Cuando terminamos de comer, el director del restaurante se acercó a nuestra mesa para pedirle a mi hermano que posara con él en una foto que luego colgarían en la pared. Aquel gesto de buena voluntad que mi hermano aceptó encantado, y que a mí me hubiera gustado compartir, desencadenó un tumulto en todo el italiano. La gente, al ver que se había abierto la veda, se levantó de sus sillas para acercarse, cámara, móvil y bolígrafo en mano, en busca de Aarón.

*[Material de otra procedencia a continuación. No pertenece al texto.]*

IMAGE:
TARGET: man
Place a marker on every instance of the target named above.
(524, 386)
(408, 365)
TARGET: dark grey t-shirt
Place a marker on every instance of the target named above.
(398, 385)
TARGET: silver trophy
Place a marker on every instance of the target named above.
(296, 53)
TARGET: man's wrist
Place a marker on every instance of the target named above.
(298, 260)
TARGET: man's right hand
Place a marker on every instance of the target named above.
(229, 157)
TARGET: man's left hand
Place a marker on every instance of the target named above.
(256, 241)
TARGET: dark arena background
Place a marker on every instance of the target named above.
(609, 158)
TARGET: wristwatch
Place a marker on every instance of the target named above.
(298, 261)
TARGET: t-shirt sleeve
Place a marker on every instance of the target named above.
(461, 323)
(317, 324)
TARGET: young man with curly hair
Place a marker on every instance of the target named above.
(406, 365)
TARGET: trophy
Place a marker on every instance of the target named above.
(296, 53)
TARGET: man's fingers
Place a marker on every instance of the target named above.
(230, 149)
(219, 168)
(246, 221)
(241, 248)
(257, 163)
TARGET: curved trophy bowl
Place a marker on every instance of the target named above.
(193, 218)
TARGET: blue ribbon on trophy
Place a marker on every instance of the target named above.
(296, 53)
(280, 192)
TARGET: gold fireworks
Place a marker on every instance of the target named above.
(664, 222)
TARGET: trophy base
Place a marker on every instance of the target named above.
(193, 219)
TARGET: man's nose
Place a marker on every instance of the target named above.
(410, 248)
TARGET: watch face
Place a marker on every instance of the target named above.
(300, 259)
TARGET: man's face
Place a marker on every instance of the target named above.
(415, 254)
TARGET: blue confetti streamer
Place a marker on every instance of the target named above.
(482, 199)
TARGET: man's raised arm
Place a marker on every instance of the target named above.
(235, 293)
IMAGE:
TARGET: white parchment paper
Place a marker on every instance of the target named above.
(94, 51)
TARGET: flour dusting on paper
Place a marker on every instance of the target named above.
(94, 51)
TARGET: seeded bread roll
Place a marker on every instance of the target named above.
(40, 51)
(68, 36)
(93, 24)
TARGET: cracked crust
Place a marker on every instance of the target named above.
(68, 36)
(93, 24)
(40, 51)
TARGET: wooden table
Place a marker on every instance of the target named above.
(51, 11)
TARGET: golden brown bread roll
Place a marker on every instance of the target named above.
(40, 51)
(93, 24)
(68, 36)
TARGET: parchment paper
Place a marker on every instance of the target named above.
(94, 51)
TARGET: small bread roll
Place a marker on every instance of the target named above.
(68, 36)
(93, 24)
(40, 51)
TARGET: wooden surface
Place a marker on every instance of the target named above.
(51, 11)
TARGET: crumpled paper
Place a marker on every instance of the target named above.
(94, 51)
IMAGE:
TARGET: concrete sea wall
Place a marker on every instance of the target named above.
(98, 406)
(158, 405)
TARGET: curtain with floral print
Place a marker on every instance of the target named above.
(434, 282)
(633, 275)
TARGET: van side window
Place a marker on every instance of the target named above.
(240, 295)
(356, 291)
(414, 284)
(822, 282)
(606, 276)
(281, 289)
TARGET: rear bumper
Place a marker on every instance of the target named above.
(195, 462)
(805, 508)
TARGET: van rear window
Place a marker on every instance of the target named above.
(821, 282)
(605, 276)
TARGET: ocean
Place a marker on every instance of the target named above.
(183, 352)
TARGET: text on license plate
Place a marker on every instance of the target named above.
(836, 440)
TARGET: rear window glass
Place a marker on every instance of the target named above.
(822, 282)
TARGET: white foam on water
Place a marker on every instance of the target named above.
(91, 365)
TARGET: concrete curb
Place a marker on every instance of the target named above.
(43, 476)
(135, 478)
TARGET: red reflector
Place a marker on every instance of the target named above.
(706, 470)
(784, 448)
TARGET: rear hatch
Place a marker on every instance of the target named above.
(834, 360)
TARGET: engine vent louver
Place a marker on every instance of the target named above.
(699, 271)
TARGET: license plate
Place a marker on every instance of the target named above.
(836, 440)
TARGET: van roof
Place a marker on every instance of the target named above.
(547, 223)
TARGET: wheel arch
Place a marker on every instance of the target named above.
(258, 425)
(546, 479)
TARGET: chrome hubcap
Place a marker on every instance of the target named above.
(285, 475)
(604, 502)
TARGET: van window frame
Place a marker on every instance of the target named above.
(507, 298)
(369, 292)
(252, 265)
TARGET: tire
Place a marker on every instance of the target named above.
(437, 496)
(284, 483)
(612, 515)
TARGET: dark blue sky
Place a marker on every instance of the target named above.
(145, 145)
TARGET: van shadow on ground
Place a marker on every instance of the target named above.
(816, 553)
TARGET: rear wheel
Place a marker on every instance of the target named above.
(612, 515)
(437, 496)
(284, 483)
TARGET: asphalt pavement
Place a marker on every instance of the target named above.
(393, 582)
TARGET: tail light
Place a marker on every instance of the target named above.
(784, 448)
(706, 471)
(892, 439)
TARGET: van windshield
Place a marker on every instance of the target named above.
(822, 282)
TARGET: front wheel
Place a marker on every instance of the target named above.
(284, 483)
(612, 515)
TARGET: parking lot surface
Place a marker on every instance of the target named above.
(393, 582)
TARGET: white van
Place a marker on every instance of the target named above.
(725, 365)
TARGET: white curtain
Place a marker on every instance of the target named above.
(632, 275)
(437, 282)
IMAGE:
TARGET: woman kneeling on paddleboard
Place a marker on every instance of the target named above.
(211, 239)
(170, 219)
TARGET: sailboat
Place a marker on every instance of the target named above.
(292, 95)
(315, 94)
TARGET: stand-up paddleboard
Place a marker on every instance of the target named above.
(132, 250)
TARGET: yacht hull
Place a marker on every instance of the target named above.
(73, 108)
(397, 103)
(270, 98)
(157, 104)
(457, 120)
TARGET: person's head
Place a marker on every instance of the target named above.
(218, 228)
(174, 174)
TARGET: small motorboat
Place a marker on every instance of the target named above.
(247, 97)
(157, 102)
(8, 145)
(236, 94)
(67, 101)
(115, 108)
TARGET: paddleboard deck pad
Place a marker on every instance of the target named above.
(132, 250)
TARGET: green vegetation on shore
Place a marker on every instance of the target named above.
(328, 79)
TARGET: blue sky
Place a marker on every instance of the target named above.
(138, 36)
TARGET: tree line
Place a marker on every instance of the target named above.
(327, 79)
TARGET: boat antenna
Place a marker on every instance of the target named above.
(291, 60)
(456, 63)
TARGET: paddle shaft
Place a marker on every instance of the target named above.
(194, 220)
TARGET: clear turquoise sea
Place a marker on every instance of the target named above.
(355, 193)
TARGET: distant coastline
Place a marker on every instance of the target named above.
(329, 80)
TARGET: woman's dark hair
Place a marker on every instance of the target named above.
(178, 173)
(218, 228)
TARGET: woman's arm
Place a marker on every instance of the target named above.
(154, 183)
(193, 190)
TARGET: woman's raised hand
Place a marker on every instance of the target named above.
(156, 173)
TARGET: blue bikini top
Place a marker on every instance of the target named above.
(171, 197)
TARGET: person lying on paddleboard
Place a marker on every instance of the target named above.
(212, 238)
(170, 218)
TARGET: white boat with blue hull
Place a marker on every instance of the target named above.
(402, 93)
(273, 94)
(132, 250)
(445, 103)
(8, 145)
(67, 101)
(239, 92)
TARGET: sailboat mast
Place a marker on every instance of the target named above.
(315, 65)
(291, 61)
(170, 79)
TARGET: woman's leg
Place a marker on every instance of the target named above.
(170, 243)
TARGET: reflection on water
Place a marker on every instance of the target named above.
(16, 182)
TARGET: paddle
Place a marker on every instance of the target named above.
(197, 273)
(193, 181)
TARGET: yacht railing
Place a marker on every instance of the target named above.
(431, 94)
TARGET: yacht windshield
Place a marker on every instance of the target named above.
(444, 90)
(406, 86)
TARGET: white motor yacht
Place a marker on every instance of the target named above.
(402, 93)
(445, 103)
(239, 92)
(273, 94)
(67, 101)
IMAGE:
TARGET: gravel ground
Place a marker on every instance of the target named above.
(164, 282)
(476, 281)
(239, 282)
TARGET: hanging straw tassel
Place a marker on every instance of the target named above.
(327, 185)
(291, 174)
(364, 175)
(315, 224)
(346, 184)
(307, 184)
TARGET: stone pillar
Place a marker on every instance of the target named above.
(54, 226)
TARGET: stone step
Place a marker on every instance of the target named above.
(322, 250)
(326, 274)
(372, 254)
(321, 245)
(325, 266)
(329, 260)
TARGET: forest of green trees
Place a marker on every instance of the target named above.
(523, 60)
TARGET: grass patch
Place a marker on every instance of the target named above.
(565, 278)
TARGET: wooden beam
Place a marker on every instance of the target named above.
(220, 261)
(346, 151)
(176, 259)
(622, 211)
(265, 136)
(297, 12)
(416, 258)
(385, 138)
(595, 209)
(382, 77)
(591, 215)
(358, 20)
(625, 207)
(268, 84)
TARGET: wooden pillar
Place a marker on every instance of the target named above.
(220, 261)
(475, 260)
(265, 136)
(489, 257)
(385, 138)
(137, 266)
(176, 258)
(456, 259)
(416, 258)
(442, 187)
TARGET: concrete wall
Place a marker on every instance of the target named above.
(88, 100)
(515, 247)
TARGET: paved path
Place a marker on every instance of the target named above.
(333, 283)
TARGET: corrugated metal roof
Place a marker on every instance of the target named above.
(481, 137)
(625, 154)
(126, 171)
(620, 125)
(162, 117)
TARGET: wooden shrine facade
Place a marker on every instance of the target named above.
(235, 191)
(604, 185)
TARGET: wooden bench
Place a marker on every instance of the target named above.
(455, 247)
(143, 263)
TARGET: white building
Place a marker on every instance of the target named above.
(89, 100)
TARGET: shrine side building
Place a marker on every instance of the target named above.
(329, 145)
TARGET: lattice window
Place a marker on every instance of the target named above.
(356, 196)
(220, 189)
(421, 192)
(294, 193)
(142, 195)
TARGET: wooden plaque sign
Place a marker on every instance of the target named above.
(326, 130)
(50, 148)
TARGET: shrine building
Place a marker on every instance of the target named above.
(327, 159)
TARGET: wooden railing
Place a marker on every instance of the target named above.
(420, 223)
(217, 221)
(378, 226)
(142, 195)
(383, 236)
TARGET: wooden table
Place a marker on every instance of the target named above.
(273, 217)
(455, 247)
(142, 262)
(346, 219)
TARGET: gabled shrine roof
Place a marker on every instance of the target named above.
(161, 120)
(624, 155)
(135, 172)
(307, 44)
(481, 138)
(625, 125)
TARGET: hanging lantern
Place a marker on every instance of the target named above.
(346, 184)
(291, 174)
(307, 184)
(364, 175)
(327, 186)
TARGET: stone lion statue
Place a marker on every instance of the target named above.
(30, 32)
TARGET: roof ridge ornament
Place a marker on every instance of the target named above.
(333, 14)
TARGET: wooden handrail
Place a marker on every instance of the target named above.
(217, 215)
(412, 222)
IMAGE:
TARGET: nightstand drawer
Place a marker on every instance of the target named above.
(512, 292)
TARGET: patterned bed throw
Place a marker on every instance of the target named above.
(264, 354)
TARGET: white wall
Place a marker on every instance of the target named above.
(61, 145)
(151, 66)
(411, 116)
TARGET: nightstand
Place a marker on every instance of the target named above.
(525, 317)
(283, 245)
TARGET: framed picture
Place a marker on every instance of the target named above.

Con un simple gesto entre Sergio y mi hermano, quedó todo claro. Poli bueno, poli malo. El guardaespaldas se dedicó a apartar con delicadeza a la gente mientras Aarón fingía querer posar y los demás salíamos del restaurante por una puerta trasera. Me habría quedado unos minutos más esperando a que alguien no solo me reconociese sino que también me pidiera una firma. Por desgracia, mi padre advirtió mis intenciones y me agarró de los hombros para sacarme de allí con el resto de su progenie.

Volví a casa con la familia en su coche. Aarón llegó detrás de nosotros con Sergio. Nos despedimos en la entrada del jardín, y acompañamos los besos y los abrazos con los consejos y advertencias rápidas de nuestra madre. Cuando regresé al coche, vi que mi hermano seguía junto a la valla del jardín, hablando con Esther y firmando un papel como si se llevaran bien, o algo parecido. Extrañado, en cuanto Aarón entró le interrogué al respecto.

—Nada, que quería que le firmara un par de autógrafos para unos amigos.

—Estás flipando. ¿Ya está de buenas contigo? ¿Y por qué no me lo ha pedido a mí también? ¿No se ha enterado de que salgo por la tele o qué?

—Ni idea…

—Te das cuenta de que te está utilizando, ¿no?

—¿Y tú te das cuenta de que parece que tienes celos por nuestra hermana? Déjala. Prefiero que me pida autógrafos por ser quien soy a que no me dirija la palabra, por muy cansina que me parezca a veces.

Resoplé. No eran celos lo que sentía, pero sí me molestaba que mi hermana siguiera sin confiar en mí después de todo el asunto de Play Serafin y que a él le hubiera perdonado solo porque quería fardar de su hermano famoso.

—En serio —comentó dándome una palmada en la rodilla—, no te preocupes, prometo dejarte a ti todas las charlas de hermano mayor que surjan.

—¿Tan bueno crees que soy en eso?

—No, por eso creo que te vendrá bien algo de práctica.